Aus dem Amerikanischen von Karen Witthuhn. Ausgelöst durch den tragischen Tod seiner Mutter kehrt Will Seems aus Richmond in die ländliche Gegend von Süd-Virginia heim. Er tritt eine Stelle als Deputy Sheri in Euphoria County an, das von Kriminalität und Niedergang geprägt ist. Seine Bemühungen, sein Leben weiterzuführen, indem er das heruntergekommene Anwesen seiner Familie restauriert, werden zunichte gemacht, als ein brutaler Mord das Leben seines alten Freundes Tom Janders fordert, der bei einem Brandanschlag ums Leben kam.

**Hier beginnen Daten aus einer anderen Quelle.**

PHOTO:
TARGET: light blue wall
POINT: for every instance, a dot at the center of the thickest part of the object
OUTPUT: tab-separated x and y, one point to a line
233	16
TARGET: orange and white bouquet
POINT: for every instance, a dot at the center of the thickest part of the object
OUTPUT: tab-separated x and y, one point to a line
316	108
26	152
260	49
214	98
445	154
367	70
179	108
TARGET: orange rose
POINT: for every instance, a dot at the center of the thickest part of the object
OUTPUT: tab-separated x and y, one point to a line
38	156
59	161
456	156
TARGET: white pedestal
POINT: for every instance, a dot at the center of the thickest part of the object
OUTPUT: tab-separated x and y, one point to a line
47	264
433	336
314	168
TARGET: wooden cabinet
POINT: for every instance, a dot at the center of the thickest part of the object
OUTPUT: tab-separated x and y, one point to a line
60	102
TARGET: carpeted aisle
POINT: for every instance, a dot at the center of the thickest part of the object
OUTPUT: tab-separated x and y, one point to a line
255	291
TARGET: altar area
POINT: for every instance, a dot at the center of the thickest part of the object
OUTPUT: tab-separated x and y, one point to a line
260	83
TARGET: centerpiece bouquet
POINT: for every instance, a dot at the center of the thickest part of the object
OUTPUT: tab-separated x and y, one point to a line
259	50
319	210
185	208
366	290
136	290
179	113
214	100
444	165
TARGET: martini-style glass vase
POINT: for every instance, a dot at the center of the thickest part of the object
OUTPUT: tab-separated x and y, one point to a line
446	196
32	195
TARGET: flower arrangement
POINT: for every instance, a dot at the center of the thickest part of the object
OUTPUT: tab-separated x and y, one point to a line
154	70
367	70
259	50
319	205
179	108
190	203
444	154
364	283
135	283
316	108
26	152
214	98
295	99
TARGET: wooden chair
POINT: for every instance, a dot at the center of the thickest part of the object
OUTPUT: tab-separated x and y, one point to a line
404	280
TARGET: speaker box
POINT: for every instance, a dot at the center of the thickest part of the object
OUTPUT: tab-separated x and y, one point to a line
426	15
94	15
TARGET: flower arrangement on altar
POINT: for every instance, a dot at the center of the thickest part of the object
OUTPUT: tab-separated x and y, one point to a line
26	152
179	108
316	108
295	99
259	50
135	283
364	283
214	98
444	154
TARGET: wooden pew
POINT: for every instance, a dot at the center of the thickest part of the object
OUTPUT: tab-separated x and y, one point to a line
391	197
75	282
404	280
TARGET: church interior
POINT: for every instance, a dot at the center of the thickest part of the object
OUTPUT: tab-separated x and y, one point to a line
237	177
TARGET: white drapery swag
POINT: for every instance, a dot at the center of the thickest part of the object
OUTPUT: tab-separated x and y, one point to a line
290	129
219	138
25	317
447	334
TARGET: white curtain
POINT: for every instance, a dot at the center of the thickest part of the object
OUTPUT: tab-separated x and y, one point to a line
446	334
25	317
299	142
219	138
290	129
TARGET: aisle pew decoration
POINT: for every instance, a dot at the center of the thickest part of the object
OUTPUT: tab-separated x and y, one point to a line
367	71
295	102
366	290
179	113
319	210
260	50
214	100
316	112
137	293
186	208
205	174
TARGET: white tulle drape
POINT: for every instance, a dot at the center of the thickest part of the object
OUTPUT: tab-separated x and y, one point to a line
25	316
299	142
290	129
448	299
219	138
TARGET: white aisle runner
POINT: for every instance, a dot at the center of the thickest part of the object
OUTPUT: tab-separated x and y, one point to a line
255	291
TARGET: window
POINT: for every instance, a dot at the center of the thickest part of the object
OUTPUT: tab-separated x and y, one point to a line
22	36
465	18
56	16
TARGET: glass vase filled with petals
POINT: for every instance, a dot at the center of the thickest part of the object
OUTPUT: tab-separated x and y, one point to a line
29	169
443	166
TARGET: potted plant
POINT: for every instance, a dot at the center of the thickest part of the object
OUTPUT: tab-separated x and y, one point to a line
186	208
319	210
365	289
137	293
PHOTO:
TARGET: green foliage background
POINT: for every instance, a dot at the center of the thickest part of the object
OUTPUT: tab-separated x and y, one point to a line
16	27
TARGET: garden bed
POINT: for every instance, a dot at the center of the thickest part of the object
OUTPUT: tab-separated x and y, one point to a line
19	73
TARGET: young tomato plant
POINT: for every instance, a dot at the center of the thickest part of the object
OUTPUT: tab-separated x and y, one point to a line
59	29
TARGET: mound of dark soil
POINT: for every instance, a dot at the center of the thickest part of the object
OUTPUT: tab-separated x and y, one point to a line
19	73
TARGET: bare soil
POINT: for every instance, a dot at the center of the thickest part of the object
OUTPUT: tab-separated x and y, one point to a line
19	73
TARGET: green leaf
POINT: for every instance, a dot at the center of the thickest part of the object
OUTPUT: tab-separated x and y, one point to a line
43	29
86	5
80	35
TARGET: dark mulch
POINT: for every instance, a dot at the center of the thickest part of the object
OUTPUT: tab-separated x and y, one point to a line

Die Schuld gegenüber einem alten schwarzen Freund, der vor Jahren Will beschützt hat und dafür eine bleibende Entstellung davongetragen hat, verfolgt ihn, als ausgerechnet dessen Vater wegen des Mordes an Tom verhaftet wird. Zeke Hathom wurde beim Verlassen des brennenden Gebäudes gesehen und der Sheri nimmt ihn umgehend in Gewahrsam. Aus Schuldgefühlen dem Sohn gegenüber will Seems die Unschuld des Vaters beweisen. Er gerät in Konflikt mit dem Sheriff, der offenbar froh ist, den Fall abschließen zu können. Als die lokale schwarze Gemeinde Bennico Watts, eine Privatdetektivin aus Richmond, engagiert, um Will bei der Suche nach dem wahren Mörder zu helfen, macht das den Fall für ihn nicht einfacher.

Rezensionsnotiz zu Deutschlandfunk Kultur, 19.02.2026

Rezensent Thomas Wörtche bespricht Henry Wises neuen Krimi durchaus angeregt. Er spielt in Virginia, einerseits in Richmond, der "holy city" des Titels, andererseits weiter im Süden in Euphoria County, wo ein Mord geschieht. Deputy Sheriff Will Seems ermittelt in der Sache, nachdem Sheriff Jeff Mills den offensichtlich Falschen verhaftet - einen Freund Will Seems'. Die Leute in Euphoria sind allesamt durch Schuld und Verbrechen aneinander gebunden, grundsätzlich herrscht am Handlungsort des Buches eine bleierne, dumpfe, von Gewalt geprägte Stimmung. Eben diese Schwere gefällt Wörtche ziemlich gut - ob er ansonsten mit dem Buch viel anfangen kann, wird aus der Besprechung nicht recht klar. Ein wenig irritiert ist der Rezensent davon, dass Wise - in der Tradition des Country Noir - Milieus und auch Stimmungen bearbeitet, aus denen Trump politischen Profit schlägt.